Mi curiosidad fue más fuerte que terminar de coger los huevos, ya que los sonidos se oían más cercanos. Sin pensarlo dos
veces salí a toda prisa a la calle. Y en ese momento vimos pasar
por la carretera, a gran velocidad, a dos coches con las sirenas
sonando: i-a... i-a... i-a… y con las ventanillas bajadas, y en cada
una de ellas enarbolaban una bandera roja; al mismo tiempo iban
tirando octavillas de propaganda.
Agarré la mano de mi madre con todas mis fuerzas y le dije:
—Mamá, ¡es que las bocinas de esos coches me dan mucho
miedo! —a la vez que me aferraba con todas mis fuerzas a su cuerpo.
—No te preocupes, hijo, es que las tienen estropeadas —me
quiso tranquilizar.
Y ya no tuve ganas de terminar de coger los huevos.
Mientras tanto, dentro del corral, comentaba mi padre con
mi madre:
—¡Qué poco me gusta todo esto! Estos sindicalistas, anarquistas, rojos o lo que sean, no sé lo que están tramando. Ahora,
eso sí, cada partido se monta su historia a su manera y procura
aprovecharse demostrando que sus ideales son los mejores. Hasta
hace unos días, en el pueblo, los efectos de la guerra sólo eran
comentarios, pero me parece a mí que esto ya se esta engorrinando.

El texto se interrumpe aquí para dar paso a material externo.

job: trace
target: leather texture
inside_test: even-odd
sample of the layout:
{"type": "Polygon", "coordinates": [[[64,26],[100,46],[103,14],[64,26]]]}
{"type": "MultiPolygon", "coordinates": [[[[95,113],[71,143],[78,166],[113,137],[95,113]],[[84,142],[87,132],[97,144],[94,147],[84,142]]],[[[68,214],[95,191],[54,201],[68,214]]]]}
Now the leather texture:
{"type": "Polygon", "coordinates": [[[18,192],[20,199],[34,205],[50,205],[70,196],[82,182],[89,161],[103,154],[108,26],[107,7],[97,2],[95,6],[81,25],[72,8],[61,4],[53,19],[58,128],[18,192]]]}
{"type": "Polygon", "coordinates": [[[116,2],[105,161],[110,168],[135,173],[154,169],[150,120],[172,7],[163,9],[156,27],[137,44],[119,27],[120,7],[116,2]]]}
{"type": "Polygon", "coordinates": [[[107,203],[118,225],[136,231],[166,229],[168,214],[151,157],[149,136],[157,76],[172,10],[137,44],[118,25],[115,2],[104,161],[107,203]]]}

Aunque yo no comprendía la conversación que llevaban
mis padres, no por eso dejaba de escuchar lo que decían.
Decidimos marcharnos a casa. Salimos a la calle. Mi padre
llevaba un haz de leña a la espalda, y mi madre el capazo y la
perola vieja de hacer la comida a los animales. Nos encontramos
a un hombre que cogía agua en la balsa. Se acercaron a él mis
padres y le preguntaron:
—¿Qué te parece todo lo que está pasando? ¿Cómo lo ves?

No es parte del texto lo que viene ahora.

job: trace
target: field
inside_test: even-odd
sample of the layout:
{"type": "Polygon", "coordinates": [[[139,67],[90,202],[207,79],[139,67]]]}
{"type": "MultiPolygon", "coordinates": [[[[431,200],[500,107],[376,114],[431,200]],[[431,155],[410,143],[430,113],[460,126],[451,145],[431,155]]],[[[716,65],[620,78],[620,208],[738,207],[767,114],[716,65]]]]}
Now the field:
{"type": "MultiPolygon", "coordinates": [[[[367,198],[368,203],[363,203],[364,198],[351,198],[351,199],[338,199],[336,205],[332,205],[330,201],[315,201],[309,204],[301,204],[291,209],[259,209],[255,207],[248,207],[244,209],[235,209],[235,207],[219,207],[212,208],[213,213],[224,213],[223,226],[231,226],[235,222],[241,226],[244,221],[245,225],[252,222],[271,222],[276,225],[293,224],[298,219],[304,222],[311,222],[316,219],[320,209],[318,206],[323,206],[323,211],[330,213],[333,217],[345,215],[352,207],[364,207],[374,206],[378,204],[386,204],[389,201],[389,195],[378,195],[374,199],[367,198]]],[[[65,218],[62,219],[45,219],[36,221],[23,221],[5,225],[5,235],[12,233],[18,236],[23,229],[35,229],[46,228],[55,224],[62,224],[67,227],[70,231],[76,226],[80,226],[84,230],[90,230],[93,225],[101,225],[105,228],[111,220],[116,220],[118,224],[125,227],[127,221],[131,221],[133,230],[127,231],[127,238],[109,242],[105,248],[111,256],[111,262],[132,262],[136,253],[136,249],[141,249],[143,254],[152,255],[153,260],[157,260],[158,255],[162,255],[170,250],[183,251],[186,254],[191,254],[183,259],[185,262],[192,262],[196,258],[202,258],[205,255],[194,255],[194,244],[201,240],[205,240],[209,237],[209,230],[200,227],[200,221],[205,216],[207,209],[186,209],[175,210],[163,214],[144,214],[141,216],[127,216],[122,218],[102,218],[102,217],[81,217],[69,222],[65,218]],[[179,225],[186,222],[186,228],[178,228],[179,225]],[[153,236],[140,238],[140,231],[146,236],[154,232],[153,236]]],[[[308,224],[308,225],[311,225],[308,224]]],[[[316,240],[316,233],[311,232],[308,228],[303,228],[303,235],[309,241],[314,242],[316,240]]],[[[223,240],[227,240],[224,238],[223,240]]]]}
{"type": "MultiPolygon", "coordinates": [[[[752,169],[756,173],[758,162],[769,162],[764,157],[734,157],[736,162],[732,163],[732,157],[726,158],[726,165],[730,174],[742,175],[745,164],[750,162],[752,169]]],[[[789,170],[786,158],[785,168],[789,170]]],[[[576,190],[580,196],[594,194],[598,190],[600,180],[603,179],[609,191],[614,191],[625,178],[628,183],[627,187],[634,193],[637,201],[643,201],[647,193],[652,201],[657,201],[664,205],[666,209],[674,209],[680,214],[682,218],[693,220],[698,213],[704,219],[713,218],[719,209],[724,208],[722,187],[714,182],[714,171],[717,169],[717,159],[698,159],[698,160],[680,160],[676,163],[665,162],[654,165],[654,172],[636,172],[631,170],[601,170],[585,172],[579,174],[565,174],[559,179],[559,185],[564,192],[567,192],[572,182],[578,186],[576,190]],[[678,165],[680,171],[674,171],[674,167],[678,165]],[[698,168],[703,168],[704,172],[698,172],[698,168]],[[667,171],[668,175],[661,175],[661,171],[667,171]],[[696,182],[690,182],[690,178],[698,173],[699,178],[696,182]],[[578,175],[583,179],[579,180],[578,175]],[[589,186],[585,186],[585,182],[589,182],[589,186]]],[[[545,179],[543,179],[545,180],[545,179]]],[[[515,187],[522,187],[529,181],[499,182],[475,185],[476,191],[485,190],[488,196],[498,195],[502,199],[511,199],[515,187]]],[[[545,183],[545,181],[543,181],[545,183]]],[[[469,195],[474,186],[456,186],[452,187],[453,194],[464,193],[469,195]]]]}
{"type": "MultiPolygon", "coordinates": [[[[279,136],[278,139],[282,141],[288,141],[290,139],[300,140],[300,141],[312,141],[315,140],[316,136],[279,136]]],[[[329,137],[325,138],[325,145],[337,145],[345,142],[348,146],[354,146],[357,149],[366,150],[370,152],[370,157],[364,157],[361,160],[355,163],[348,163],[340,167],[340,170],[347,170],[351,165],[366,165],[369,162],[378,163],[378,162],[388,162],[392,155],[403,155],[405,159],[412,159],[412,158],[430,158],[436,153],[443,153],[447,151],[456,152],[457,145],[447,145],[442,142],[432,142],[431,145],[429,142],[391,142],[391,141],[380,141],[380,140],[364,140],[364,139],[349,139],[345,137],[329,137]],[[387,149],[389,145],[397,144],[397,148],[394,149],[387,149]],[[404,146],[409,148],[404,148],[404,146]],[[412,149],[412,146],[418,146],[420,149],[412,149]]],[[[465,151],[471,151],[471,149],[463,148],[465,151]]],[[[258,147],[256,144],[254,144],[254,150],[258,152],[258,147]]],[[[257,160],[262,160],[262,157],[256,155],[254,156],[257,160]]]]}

Él contestó sin mirarlos a la cara:
—Para mí no va nada.
Por la expresión de las caras de mis padres, observé que les
había preocupado la respuesta que les había dado el hombre.
—Es malo lo que ha contestado ese hombre, ¿verdad? —pregunté mientras lanzaba piedras a la balsa.
—Hijo, ni es bueno, ni es malo —contestó mi madre—.